Anmerkung aus der Polizei zur Rassismus-Debatte

Dr. Dirk Goetting referierte auch bei der 70-Jahr-Feier der GdP Niedersachsen. Foto: Uwe Robra
Dr. Dirk Goetting referierte auch bei der 70-Jahr-Feier der GdP Niedersachsen. Foto: Uwe Robra
Nienburg/Hannover.

Polizistinnen und Polizisten in Deutschland sehen sich zurzeit heftigen Vorwürfen ausgesetzt. Bei Demonstrationen, in öffentlichen Debatten und in den Sozialen Medien geht es um Rassismus und Polizeigewalt. Themen, die Dr. Dirk Götting, wissenschaftlicher Direktor und Leiter der Forschungsstelle für Polizei- und Demokratiegeschichte an der PA in Nienburg, aus historischer Sicht intensiv erforscht hat. Das GdP-Mitglied hat zur aktuellen Diskussion nun ein Statement – aus Sicht der Polizei - verfasst. Götting, der auch einer der führenden Köpfe des von der GdP begleiteten Projekts zur Stärkung der demokratischen Selbstverständnis in der niedersächsischen Polizei ist, macht darin deutlich, warum die deutsche Polizei anders ist.

Herr Dr. Götting, Sie nennen als erstes das „historische Bewusstsein“ als Grund dafür. Welche richtigen Lehren hat die Polizei aus der Zeit des Dritten Reiches gezogen und nach dem Zweiten Weltkrieg umgesetzt?

Wir verfügen aus der Zeit des Nationalsozialismus als Polizei in Deutschland über die schlimmsten Erfahrungen mit gruppenbezogener Menschenfeindlichkeit, die eine Polizei nur machen kann. Das Vertrauensverhältnis der Polizei zu den Mitmenschen hatte 1945 seinen historischen Tiefpunkt erreicht. Es war seither ein langer und schwerer Weg hin zu einer Polizei, der die Menschen wieder vertrauen können. Aber wir haben genau das geschafft. Die große Mehrheit der Menschen bringt uns mittlerweile in einem so hohen Maße ihr Vertrauen entgegen, wie es das noch nie in unserer Geschichte geben hat. Und auch wenn die aktuelle Diskussion uns ein stückweit zweifeln lässt – aber uns wird vertraut und auch wir können Vertrauen zu den Menschen haben – dazu gibt es in einer freiheitlichen Demokratie auch gar keine Alternative.

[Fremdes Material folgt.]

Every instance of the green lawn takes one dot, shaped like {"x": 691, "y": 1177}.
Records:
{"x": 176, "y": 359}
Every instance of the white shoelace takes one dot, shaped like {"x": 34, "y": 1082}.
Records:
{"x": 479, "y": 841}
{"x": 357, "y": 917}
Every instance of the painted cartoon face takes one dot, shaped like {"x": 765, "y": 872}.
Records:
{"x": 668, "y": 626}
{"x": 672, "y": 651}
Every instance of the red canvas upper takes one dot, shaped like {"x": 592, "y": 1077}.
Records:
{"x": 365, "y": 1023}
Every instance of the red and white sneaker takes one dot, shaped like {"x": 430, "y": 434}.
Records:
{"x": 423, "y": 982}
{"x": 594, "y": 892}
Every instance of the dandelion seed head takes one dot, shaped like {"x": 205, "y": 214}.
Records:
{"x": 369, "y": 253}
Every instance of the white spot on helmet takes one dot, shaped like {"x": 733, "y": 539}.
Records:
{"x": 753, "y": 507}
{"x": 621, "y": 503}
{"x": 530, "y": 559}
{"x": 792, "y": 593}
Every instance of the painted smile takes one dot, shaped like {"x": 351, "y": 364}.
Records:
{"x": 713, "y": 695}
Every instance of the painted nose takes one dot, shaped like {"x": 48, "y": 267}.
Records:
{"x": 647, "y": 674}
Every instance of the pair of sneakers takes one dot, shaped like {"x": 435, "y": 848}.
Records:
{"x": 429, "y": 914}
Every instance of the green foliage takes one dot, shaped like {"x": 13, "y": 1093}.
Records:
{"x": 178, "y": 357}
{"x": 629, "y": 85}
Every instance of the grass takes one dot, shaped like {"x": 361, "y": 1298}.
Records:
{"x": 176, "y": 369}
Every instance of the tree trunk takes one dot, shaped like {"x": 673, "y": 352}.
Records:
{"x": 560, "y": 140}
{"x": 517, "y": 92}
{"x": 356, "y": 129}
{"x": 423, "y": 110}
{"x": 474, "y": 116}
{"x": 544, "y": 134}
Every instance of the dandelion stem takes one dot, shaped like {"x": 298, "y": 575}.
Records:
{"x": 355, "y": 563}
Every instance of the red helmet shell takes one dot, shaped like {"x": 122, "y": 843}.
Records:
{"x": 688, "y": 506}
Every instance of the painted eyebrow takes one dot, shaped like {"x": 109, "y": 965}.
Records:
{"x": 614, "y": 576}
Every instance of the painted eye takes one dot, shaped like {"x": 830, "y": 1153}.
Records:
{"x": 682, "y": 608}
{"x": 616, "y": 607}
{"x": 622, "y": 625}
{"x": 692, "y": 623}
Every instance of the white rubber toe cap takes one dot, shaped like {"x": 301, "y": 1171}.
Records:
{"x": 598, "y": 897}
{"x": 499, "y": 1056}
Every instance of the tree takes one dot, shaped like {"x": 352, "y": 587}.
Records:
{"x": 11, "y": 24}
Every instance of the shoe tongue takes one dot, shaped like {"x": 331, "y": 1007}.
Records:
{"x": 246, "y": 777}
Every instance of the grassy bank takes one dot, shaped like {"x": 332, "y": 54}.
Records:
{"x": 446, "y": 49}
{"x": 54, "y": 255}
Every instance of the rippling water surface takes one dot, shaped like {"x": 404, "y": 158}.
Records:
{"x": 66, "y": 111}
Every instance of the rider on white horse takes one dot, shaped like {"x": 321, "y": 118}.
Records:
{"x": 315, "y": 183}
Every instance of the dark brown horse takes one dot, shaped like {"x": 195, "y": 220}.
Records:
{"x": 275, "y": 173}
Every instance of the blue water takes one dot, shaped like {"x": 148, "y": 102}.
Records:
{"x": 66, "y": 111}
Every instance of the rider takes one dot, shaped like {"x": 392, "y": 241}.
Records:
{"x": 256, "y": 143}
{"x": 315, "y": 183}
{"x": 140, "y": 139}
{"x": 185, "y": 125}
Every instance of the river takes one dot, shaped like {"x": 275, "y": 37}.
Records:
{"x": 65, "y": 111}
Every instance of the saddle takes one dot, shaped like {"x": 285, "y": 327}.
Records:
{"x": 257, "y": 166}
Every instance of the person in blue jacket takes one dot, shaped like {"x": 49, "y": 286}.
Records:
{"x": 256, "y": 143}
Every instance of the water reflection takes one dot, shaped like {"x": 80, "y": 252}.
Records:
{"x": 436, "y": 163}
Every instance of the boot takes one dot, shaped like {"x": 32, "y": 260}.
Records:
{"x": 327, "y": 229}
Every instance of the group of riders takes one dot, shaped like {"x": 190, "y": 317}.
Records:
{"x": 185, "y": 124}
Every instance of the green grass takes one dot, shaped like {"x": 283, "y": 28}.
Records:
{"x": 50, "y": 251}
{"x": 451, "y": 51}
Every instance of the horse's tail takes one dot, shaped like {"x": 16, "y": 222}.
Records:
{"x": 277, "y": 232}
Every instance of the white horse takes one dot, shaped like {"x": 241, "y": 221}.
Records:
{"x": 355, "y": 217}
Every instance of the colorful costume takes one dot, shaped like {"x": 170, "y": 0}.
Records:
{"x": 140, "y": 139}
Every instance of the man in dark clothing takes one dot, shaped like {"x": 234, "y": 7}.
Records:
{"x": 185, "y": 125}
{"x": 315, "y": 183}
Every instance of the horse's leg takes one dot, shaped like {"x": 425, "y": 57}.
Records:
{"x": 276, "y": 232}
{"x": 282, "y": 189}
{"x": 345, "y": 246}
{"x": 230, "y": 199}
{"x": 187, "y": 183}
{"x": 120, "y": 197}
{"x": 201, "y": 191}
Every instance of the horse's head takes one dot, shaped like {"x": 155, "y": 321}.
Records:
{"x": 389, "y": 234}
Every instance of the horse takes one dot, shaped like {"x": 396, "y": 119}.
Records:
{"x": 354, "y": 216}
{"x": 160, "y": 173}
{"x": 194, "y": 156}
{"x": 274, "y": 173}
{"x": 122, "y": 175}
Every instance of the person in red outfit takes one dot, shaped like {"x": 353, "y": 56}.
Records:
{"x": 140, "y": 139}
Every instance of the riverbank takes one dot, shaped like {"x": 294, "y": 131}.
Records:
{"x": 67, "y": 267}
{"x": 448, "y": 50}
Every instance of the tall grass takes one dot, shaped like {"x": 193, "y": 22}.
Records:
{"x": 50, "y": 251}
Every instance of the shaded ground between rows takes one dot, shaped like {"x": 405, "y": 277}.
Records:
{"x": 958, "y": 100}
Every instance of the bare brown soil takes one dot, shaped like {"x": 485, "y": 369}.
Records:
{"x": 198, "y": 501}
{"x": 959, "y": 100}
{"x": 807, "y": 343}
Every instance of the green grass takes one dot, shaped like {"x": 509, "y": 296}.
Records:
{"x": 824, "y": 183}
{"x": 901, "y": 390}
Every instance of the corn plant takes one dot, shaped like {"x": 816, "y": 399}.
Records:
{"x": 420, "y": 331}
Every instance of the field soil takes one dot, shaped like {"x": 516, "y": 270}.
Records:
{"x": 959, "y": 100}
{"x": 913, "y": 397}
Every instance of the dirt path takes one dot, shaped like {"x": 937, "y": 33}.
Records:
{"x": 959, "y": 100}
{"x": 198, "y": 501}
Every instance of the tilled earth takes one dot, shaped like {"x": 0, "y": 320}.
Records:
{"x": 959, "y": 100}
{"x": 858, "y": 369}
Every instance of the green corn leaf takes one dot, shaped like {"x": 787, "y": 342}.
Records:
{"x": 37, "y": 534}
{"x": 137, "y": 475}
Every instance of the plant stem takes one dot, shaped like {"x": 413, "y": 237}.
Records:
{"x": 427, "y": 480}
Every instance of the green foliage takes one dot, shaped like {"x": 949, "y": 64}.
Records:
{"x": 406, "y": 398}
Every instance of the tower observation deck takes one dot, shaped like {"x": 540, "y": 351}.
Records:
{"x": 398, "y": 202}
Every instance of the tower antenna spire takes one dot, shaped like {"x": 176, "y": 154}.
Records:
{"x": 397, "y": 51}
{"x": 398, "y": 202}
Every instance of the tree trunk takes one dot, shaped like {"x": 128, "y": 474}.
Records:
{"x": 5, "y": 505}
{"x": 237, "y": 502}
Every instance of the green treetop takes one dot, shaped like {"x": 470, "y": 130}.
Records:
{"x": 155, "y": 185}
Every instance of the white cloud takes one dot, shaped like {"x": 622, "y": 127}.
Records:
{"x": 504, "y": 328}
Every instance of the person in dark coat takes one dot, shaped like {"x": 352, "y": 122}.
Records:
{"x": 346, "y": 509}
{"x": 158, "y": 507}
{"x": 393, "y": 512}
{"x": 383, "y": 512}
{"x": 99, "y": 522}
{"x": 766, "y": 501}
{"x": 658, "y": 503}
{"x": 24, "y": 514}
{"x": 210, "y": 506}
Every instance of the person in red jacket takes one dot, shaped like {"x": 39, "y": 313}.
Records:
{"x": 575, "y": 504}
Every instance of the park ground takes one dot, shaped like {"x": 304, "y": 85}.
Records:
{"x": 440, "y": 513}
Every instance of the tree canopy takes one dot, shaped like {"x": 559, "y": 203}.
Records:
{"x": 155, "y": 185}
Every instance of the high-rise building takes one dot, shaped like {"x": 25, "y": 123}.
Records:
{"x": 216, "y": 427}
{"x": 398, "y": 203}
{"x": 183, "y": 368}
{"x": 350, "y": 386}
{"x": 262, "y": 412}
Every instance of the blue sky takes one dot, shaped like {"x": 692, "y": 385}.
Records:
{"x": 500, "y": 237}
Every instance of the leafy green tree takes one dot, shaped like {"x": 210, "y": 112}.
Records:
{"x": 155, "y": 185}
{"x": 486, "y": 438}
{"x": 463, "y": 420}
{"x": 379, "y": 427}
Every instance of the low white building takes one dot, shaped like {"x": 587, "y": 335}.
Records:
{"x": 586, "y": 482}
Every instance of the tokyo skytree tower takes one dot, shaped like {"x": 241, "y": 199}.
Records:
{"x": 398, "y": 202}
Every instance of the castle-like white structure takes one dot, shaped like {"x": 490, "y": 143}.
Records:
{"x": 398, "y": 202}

Wie sieht heute das Selbstverständnis der Polizei aus und welche Rolle spielt das bei der Ausbildung?

Unsere Ausbildung, ob als Studium oder nicht, ist darauf ausgerichtet, Kompetenzen zu vermitteln. Die Menschen in der Polizei sollen selbstständig und eigenverantwortlich entscheiden und handeln können. Diese hochanspruchsvolle Ausbildung – ganz im Gegenteil zu der in den USA – legt das Fundament für unser freiheitlich-demokratisches Selbstverständnis. Dazu gehört auch der Perspektivwechsel, der uns als Polizei in Deutschland auszeichnet. Wir sind nicht bloßer Gewaltträger des Staates, sondern verstehen uns vorrangig als Sachwalter der Rechte der Bürgerinnen und Bürger in diesem Staat.

Wie beurteilen Sie die derzeitigen Debatten über die Polizei und die zum Teil auch gewalttätigen Anfeindungen?

Es ist nicht immer einfach, den Menschen unsere Rolle als Polizei in einer freiheitlichen Demokratie zu vermitteln. Manche wollen uns auch nicht in dieser Rolle sehen. Sie pflegen viel lieber ihre eigenen tradierten Rollenbilder. Und deshalb geraten wir immer wieder einmal in ungerechtfertigte Kritik. Und dazu zähle ich nicht die Kolumne aus der „taz“. Das ist für mich reine Effekthascherei in typisch links-populistischer Manier. Zum Glück sind uns aber mittlerweile seriöse Kommentatoren zur Seite gesprungen, nachzulesen in der „Neuen Züricher Zeitung“, in der „Zeit“ und auch in der „Frankfurter Allgemeinen Zeitung“. Diese Artikel zu lesen tut nicht nur richtig gut, sie bestätigen auch unser bisheriges Bemühen, eine besondere Polizei zu sein. Eine Polizei, die sich dem Schutz unserer freiheitlichen Demokratie verpflichtet fühlt.

Für wie wichtig halten Sie sowohl in der historischen Betrachtung als auch in der aktuellen Diskussion Gewerkschaften und Personalvertretungen?

Die einmalige Entwicklung, weg von einer Staats- und Unterdrückungspolizei und hin zu einer echten bürgerorientierten Polizei, diese Entwicklung ist schlechtweg ohne freie Polizeigewerkschaften und die Mitbestimmung kaum vorstellbar. Gerade das Mitbestimmungsrecht ist eine demokratische Errungenschaft, die es so nur in Deutschland und Österreich gibt. Gemeinsam mit gewerkschaftlicher Unterstützung haben wir die weltweit einmalige Möglichkeit, unsere polizeiliche Entwicklung selbst mit zu gestalten. Wir sollten uns dieses Privilegs noch viel bewusster werden und es intensiv nutzen und aufbauen.